Диккенс, Твен, Хемингуэй, Стейнбек, По. Здесь были классики в кожаных переплетах. А чего он ожидал? Она же преподавала английский язык.
Казалось, с тех пор как сам Киган учился в школе, прошли столетия. Когда-то он тоже был молод и рвался покинуть родительский дом. Если бы он тогда знал, что его ожидает, то не спешил бы. Не стремился бы броситься очертя голову навстречу будущему.
— Телевизор и антенна в кладовке, — сказала Рен, останавливаясь на пороге комнаты. — Ты не мог бы принести и подключить их?
Киган пожал плечами и направился в кладовку.
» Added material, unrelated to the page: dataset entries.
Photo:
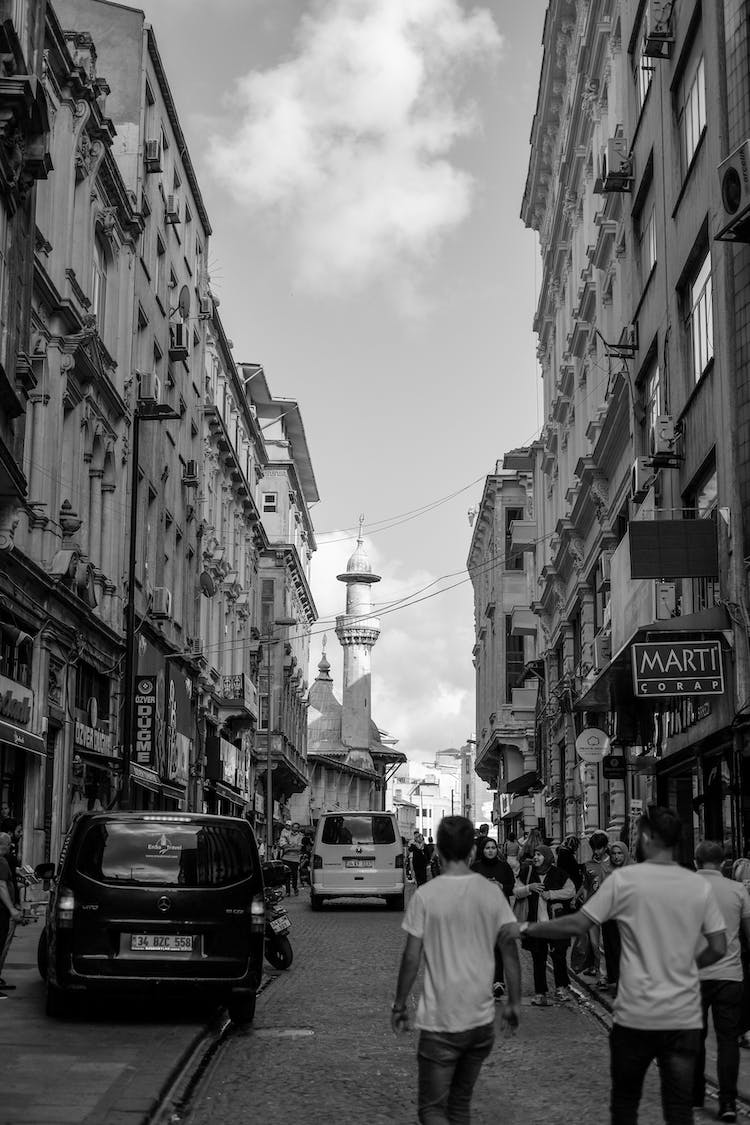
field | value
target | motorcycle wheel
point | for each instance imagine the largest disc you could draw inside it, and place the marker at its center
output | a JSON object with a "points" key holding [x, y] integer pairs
{"points": [[279, 953]]}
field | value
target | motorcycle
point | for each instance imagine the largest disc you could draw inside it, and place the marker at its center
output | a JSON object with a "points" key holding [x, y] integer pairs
{"points": [[277, 945]]}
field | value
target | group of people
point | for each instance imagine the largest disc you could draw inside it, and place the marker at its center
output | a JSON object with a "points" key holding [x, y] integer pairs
{"points": [[669, 938]]}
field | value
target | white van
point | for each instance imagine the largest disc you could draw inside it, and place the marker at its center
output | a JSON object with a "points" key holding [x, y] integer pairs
{"points": [[358, 855]]}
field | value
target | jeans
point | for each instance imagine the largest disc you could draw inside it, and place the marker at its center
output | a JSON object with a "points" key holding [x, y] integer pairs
{"points": [[449, 1067], [558, 951], [632, 1051], [724, 999]]}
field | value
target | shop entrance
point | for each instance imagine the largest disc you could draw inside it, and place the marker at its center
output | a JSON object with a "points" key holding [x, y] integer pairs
{"points": [[675, 792]]}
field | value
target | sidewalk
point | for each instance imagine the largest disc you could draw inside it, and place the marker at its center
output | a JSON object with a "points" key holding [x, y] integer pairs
{"points": [[605, 998], [83, 1071]]}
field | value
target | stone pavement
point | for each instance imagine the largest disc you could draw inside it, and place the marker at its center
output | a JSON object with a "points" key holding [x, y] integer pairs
{"points": [[322, 1047], [106, 1069]]}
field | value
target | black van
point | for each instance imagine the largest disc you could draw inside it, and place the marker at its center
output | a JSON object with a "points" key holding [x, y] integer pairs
{"points": [[144, 899]]}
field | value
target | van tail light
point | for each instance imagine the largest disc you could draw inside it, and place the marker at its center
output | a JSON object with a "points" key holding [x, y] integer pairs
{"points": [[258, 914], [65, 908]]}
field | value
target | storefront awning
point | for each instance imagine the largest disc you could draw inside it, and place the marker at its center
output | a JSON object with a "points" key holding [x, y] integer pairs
{"points": [[21, 739], [525, 783]]}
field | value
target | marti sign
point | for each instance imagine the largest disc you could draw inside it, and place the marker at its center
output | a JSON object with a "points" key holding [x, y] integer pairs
{"points": [[692, 667]]}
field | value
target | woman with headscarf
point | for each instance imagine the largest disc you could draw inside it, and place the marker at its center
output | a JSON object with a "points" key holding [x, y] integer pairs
{"points": [[611, 944], [491, 865], [550, 892]]}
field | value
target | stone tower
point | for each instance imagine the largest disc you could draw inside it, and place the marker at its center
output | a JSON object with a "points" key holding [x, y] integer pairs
{"points": [[358, 631]]}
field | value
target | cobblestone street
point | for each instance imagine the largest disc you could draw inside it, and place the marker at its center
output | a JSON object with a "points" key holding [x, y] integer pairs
{"points": [[322, 1047]]}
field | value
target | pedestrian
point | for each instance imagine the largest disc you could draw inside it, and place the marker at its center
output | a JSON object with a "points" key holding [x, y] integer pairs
{"points": [[418, 860], [721, 983], [9, 912], [663, 911], [454, 923], [549, 891], [291, 845], [490, 864], [611, 944]]}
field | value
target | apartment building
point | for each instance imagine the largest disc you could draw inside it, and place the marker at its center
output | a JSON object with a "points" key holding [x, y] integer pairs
{"points": [[642, 465]]}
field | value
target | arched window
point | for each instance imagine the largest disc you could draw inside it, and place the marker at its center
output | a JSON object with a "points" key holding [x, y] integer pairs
{"points": [[99, 282]]}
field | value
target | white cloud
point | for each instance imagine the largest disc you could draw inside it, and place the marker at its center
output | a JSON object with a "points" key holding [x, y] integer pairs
{"points": [[348, 143], [422, 674]]}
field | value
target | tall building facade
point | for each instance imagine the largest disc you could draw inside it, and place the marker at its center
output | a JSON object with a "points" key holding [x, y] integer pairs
{"points": [[640, 476]]}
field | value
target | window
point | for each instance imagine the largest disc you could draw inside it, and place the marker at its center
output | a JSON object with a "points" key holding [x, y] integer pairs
{"points": [[692, 111], [703, 504], [699, 318], [514, 560], [99, 282], [648, 244]]}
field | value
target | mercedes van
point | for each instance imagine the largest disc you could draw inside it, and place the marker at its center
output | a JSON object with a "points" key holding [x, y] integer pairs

Он старался как можно больше молчать и вообще быть незаметным. Так ему будет легче сохранить втайне свои чувства к Рен. Хотя хранить молчание становилось все труднее и труднее. Он должен был объяснить Рен свое поведение, рассказать, что его отношение к миру в целом на нее больше не распространяется. Но он просто не мог позволить себе открыть глубоко запрятанные чувства этой женщине и таким образом сделать ее соучастником своих жестоких планов.
Он установил телевизор, подключил антенну и включил его как раз к шестичасовым новостям.
— Привет, мальчики и девочки! — воскликнул ведущий. — Мы только что получили известия от Санта-Клауса из северного Техаса.
В душе Кигана поднялась волна грустных воспоминаний. Стало трудно дышать. Было больно. По коже побежали мурашки. Он сжал губы.
Последнее Рождество, которое он провел с Мэгги и Кетти. Его дочери тогда было три года. Она верила в Санта-Клауса и готовилась наслаждаться праздником вовсю. Ее голубые глазки были распахнуты, в них светилось счастье, ожидание чуда. Перед мысленным взором Кигана стояла девочка: ее милая улыбка, светлые, легкие волосы, такие же, как у матери, нимбом сверкающие вокруг маленького личика. Это был последний раз, когда Киган помнил себя счастливым.